Velvet

“Save me?” I stared at him blankly. “What did you think I came out here to do?”


He shifted, looking suddenly unsure. “You’re—you’re standing half naked in the snow.”

We blinked at each other before I wrenched my arm free. “I came out here to be alone, asshole, not to kill myself. It’s literally my birthday, and I can literally cry if I literally want to.” I huffed a stray piece of hair out of my eyes. “I can’t cry in the house because everyone would hear, so I came out here to do it.”

“Oh,” he said, blushing. “Well … go ahead, then.”

“I’m not going to cry now.”

“Right.” He had the decency to look embarrassed. He turned and walked off a few steps, then pivoted and turned back to me. “Except, why is your shirt off?”

I rolled my eyes. “I was hot. Sue me.”

He frowned at me, eyes narrowed. “Yeah, that’s not it. You were lying in the snow. Your fingers are blue. That’s not normal.”

I deflected with a question of my own. “What the hell are you even doing out here?”

He ignored me and scooped up my sweater. “Put your shirt back on.”

I smiled at him. “Never seen a half-naked girl before?”

He held the sweater out to me. “I don’t care about your modesty, I care that it’s twenty-seven degrees outside. Put the damn sweater on.”

I glared at him. “Don’t tell me what to do.”

“God, you are trying to kill yourself!”

“What moron tries to freeze themself to death?” I asked, truly incredulous, although my teeth were chattering so it made the question seem less than serious.

“Morons who are in denial about the fact that they’re trying to kill themselves and choose a method that could look like an accident.”

I stared at him.
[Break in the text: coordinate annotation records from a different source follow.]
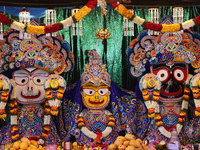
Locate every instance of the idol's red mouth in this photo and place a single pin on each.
(171, 93)
(31, 97)
(96, 103)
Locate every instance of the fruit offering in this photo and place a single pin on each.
(24, 144)
(127, 142)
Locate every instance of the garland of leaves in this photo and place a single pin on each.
(86, 9)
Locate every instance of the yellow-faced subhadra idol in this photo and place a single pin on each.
(99, 108)
(32, 87)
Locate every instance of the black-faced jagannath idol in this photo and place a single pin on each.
(36, 93)
(108, 108)
(166, 90)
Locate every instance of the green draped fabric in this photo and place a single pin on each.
(112, 51)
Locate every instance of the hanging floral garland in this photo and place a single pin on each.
(86, 9)
(5, 86)
(194, 85)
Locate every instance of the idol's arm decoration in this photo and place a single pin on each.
(168, 56)
(150, 81)
(5, 86)
(34, 65)
(96, 122)
(84, 129)
(195, 83)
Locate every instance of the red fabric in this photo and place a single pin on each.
(91, 4)
(99, 133)
(114, 4)
(3, 19)
(34, 138)
(52, 28)
(153, 26)
(170, 128)
(198, 20)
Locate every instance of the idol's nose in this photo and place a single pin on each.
(30, 86)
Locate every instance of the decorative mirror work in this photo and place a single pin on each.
(36, 94)
(166, 89)
(102, 108)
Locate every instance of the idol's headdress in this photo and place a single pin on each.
(95, 71)
(52, 54)
(148, 50)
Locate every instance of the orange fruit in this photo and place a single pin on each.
(23, 145)
(33, 148)
(35, 143)
(16, 145)
(25, 139)
(29, 148)
(7, 145)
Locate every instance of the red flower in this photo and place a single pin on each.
(52, 28)
(153, 26)
(91, 4)
(5, 20)
(114, 4)
(34, 138)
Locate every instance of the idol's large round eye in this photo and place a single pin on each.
(178, 75)
(163, 75)
(39, 80)
(102, 91)
(21, 80)
(89, 92)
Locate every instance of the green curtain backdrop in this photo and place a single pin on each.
(113, 51)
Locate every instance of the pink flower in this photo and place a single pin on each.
(51, 147)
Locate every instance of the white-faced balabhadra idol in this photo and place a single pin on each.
(31, 86)
(163, 62)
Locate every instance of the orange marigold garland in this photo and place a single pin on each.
(86, 9)
(4, 95)
(46, 122)
(196, 94)
(183, 113)
(153, 108)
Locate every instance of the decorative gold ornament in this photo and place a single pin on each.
(151, 83)
(102, 34)
(54, 84)
(1, 85)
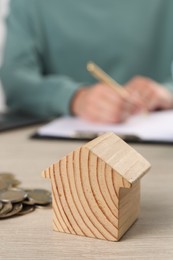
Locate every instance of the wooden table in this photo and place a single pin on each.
(31, 236)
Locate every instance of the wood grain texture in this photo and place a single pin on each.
(87, 190)
(31, 236)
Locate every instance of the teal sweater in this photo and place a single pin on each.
(49, 43)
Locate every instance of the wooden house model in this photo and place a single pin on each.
(96, 188)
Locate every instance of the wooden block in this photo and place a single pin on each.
(96, 188)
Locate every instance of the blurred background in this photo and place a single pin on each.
(3, 12)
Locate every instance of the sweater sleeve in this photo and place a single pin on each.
(27, 88)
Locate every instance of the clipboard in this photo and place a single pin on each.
(155, 128)
(10, 121)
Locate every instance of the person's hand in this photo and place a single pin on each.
(152, 94)
(100, 103)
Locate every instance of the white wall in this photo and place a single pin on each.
(3, 13)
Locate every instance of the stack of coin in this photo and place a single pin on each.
(15, 201)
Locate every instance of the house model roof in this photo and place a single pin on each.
(120, 156)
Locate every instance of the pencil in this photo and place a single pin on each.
(98, 73)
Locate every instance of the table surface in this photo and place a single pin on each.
(31, 236)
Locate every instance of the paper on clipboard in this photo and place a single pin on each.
(154, 127)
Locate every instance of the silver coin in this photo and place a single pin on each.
(13, 195)
(7, 207)
(28, 201)
(15, 210)
(40, 196)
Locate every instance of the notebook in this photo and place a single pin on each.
(155, 127)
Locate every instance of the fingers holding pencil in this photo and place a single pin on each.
(102, 104)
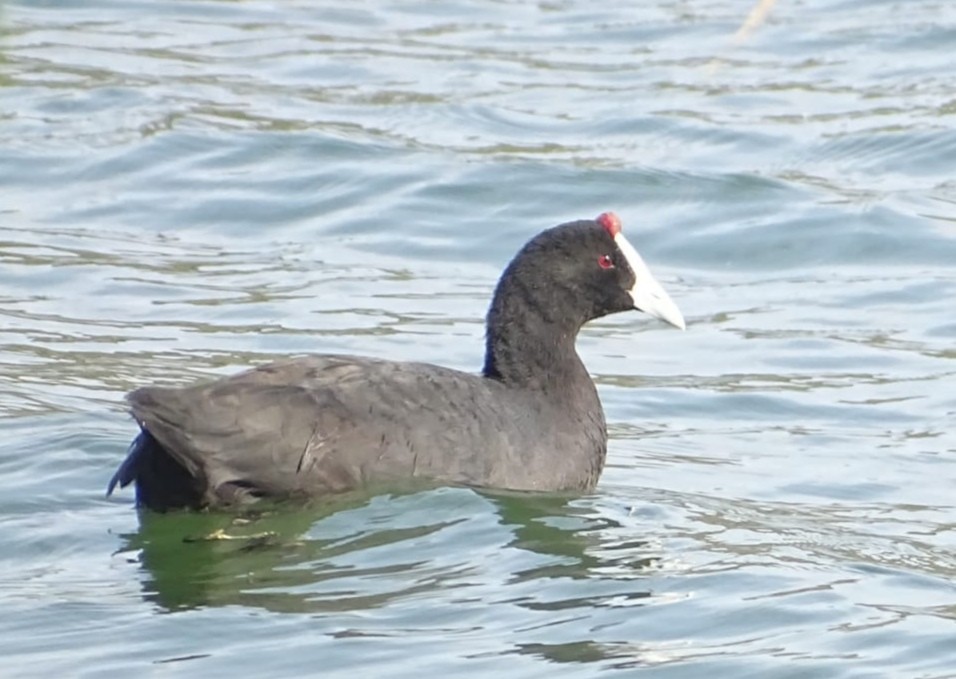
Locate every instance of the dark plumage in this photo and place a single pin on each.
(326, 424)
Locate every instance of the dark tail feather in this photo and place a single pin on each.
(126, 474)
(161, 482)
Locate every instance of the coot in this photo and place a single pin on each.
(325, 424)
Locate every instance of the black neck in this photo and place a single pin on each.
(527, 347)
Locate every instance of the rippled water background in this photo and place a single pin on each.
(191, 187)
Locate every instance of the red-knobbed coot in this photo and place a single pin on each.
(324, 424)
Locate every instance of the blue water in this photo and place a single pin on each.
(189, 188)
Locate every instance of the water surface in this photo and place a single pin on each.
(189, 188)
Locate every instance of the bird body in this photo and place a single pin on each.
(324, 424)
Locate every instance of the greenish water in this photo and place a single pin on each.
(187, 188)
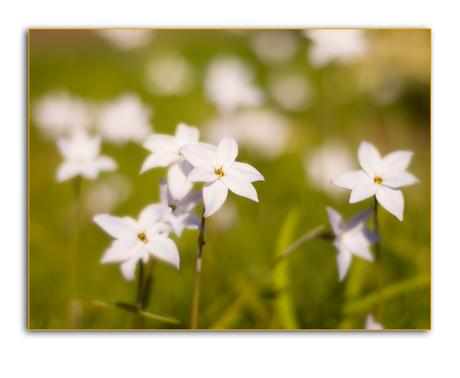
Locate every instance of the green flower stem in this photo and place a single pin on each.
(247, 293)
(378, 265)
(139, 304)
(196, 294)
(74, 304)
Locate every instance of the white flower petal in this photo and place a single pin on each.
(249, 172)
(159, 159)
(392, 200)
(165, 196)
(226, 153)
(202, 174)
(358, 220)
(122, 250)
(364, 189)
(348, 180)
(196, 155)
(64, 147)
(128, 268)
(343, 262)
(125, 228)
(164, 249)
(371, 236)
(370, 160)
(67, 170)
(396, 179)
(105, 163)
(160, 227)
(152, 214)
(160, 142)
(192, 221)
(186, 135)
(214, 196)
(177, 222)
(177, 179)
(397, 161)
(238, 184)
(357, 243)
(336, 221)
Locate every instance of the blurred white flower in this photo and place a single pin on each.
(292, 91)
(379, 177)
(168, 75)
(181, 215)
(220, 172)
(106, 194)
(262, 131)
(81, 154)
(124, 119)
(166, 152)
(335, 45)
(371, 323)
(325, 163)
(127, 39)
(352, 238)
(228, 84)
(137, 240)
(274, 46)
(60, 114)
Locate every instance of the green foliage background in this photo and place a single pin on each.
(301, 293)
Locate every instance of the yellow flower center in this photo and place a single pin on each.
(142, 237)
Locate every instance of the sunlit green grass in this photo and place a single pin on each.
(303, 291)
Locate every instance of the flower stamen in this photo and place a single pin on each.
(142, 237)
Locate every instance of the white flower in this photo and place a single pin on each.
(138, 239)
(181, 215)
(166, 152)
(220, 172)
(125, 119)
(228, 84)
(371, 323)
(352, 238)
(335, 45)
(379, 177)
(61, 114)
(81, 154)
(127, 39)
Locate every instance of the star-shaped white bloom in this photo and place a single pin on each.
(125, 118)
(335, 45)
(81, 154)
(220, 172)
(166, 151)
(181, 215)
(138, 239)
(379, 177)
(371, 323)
(352, 238)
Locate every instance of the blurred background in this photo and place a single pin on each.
(299, 103)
I shivered. He threw his arms wide, blue sweater already accumulating snow, and said, “Hit me.”

“What?”

“I said ‘hit me.’”

I blinked at him. “Why on earth would I hit you?”

He took six rapid steps until he was way up in my personal space. “If you don’t hit me, I am going to throw you over my shoulder, carry you back to your aunt and uncle’s, dump you in the shower, and tell them that you’re suicidal and need help.”

I glared at him, then hobbled for freedom.

“Stop, Caitlin,” Adrian called after me calmly. I figure I got about five feet before he was just, all of a sudden, right where I had planned on putting my next step.

He stared down at me sternly. “I’m not kidding.”

“Stay away from me,” I managed to say between gritted teeth. The adrenaline was wearing thin and the cold was beginning to break through my mental fog.

“Why?” he demanded, backing me up against the boulder. “If you’re going to let the snow send you into a hypothermic coma, does it matter if I’m here or not? You think your mom fought all those months in the hospital just so you could give up after she was gone? You think she’d be proud if she could see you right now?”

Something inside me snapped and I slapped him. And then I slapped him again. He didn’t even flinch.

We stood there for a long time.

I deflated slowly. “I shouldn’t have slapped you. You’re an ass, but I shouldn’t have slapped you.”

“Why are you out here, really?” he asked finally.

I shrugged miserably. “She looks like my mom. Every time Joe does something nice it reminds me of my dad. I hate it.”

My voice seemed to get stuck somewhere between my lungs and my heart.

“How did it happen? With your dad?”

I flinched involuntarily. I hadn’t told anyone this story, except the police and my mom, and the words seemed even now like they were coming from someone else’s mouth. I wasn’t sure why I was telling him any of this, but the words tumbled out.

“We were out on his boat,” I said, wiping at my face. “It had always been fine, nothing bad had ever happened—and then one time, a perfectly ordinary day, he started talking, but he wasn’t making any sense. I couldn’t understand what he was saying. And then he fell into the water, and he knew how to swim, but he wasn’t swimming. The water wasn’t even that deep, he could have stood up, but he didn’t. After a while, I knew he was dead, but I didn’t want to touch him—if I touched him, it would be real. A fisherman found us the next morning and called the police. Just your run-of-the-mill brain aneurysm. There was nothing I could have done, I was five years old, but I still feel like if I had just jumped in, if I had dragged him to shore, maybe he would’ve made it. But I was too scared to touch him. So it was my fault.”

My eyes felt heavy. Everything felt heavy. “My mom shut down after that. She was just finally starting to seem okay again when she was diagnosed with bone cancer.” I shrugged. “Now she’s dead, too.”